The engine fixes and the fleet-wide recovery can only be gradual and was immediately forecasted to require at least circa 3 years. In 2024, the number of HAWK T2s routinely available climbed back to 11-12.

In order to mitigate the impact on the frontline, beginning in Fiscal Year 2022/23, the UK had to send pilots abroad for training, although in modest numbers: 7 in  2022/23, 8 in 2023/24, 7 in 2024/25.

BAE has a contract in place to support the availability of HAWK T2 out to 2033, and the deal comprised arrangements meant to facilitate a Capability Sustainment Programme to ensure the trainer remained valid out to 2040, but it now looks likely that no CSP will proceed and the OSD will be brought forward around a decade.

In this, the UK follows the Australian lead: the Royal Australian Air Force in fact intends to replace its own HAWK by circa 2032, although it should be noted that technically the Australian aircraft are Mk 127 jets, the last type before the “HAWK Advanced Jet Trainer (AJT)/T2” type took hold (with the Mk 128 for the UK). Other HAWK AJT users are expected to continue using the type for a much longer time, especially considering that some of them have only acquired the aircraft relatively recently. The main AJT users are India (Mk 132) and Saudi Arabia (Mk 165), with both nations having also acquired the ability to produce the aircraft locally. The very latest user, Qatar, ordered its 9 Mk 167 only in 2018 and received them beginning in 2021: all 9 jets are based in the UK, at RAF Leeming, forming a “joint” training Sqn.

The UK’s HAWK T2 fleet numbers 28 in total.  

The HAWK T1 fleet numbers 17, of which 13 are routinely airworthy with the Royal Air Force Aerobatic Team, with another 4 at any one time being cycled through scheduled routine depth maintenance. Additional T1 aircraft are held in storage as sustainment fleet, to keep the fleet operational at least out to 2030.

There is, understandably, huge interest in the incoming competition, with many well-established options expected to formally vie for the contract. Leonardo will offer both M-345 and, more relevantly, its M346 Block 20; Turkey’s TAI will put forward its HURJET, Boeing and Saab are likely to propose their T-7 RED HAWK and South Korea’s T-50 might also formally make an attempt.

The government, especially in view of its much trumpeted “industrial strategy” and the promise that defence spending will benefit UK jobs, is however under great pressure to go with the one British option available, which is fascinating but risky. The start-up AERALIS, partially backed by Qatar funds, has been working for many years at the digital design of an advanced, highly modular and reconfigurable jet trainer aircraft, but no physical prototype yet exists. The concept revolves around a Common Core Fuselage (CCF) that, depending on role and requirement, can be fitted with different wings, tail and engine(s).
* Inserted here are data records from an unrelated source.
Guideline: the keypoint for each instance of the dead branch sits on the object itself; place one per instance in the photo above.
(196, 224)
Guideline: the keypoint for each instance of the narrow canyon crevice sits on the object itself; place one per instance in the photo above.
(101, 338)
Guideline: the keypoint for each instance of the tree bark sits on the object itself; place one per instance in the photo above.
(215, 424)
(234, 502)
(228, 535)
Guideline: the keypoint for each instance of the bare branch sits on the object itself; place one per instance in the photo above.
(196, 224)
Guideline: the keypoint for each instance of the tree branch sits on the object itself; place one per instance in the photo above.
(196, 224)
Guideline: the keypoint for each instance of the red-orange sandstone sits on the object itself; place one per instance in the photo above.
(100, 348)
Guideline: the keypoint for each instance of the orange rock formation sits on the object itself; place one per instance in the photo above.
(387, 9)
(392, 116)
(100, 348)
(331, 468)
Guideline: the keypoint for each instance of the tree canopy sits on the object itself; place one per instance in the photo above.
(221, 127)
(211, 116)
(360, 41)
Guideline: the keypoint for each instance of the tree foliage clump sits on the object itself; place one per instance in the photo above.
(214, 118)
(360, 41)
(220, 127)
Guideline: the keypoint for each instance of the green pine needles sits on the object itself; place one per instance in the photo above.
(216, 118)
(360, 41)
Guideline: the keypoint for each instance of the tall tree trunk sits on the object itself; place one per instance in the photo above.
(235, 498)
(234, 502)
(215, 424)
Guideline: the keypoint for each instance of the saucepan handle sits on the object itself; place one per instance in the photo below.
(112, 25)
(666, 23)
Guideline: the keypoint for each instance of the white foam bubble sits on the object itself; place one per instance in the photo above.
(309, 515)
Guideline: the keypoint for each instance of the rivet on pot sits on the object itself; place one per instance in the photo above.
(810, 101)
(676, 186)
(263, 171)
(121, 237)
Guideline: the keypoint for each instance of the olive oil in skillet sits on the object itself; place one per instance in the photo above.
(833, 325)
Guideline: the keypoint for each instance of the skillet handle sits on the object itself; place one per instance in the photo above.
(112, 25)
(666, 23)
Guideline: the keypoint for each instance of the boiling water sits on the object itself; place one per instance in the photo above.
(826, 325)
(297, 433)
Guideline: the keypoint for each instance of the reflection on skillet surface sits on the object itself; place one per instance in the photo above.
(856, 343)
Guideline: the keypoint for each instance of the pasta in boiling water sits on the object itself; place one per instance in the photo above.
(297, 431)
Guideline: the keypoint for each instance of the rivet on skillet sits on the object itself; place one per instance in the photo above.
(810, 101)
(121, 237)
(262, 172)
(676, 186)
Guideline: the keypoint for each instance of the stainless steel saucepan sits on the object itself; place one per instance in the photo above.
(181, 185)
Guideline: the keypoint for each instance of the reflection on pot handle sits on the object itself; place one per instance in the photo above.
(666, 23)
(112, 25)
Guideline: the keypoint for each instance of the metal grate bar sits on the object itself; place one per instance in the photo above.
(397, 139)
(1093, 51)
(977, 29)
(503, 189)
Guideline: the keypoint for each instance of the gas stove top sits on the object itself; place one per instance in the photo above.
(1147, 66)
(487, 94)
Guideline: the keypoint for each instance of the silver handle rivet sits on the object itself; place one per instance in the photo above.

AERALIS has put together a very serious team of industry heavyweights that would contribute to making the new jet a reality. The “Aerteam” would see Hamble Aerostructures complete the design of the CCF and build it; StandardAero would equip the CCF; Honeywell/ITEC would provide the propulsion with its F124 engines, as well as the OBOGS oxygen system; Héroux-Devtek would provide the undercarriage and Martin Baker the ejection seats. Meanwhile, Leonardo would provide the large area display for the cockpit as used in the M346 Block 20, as well as the fly-by-wire system.

AERALIS has picked Glasgow’s Prestwick airport as the base where the assembly line would operate. The Company has tried to build up political support not just in the UK but in France as well, hoping to perhaps win a bi-national backing considering that Paris faces much the same headaches as London in terms of trainers and the need to re-qeuip the Patrouille de France.

AERALIS has great ambitions, but needs a customer commitment, and funding, this year. It is working to a critical design review (CDR), which it believes would be followed by a digital, and then a real, first flight 42 months following customer commitment. A test campaign of 2 years would then ensure, in order to start deliveries in 2030.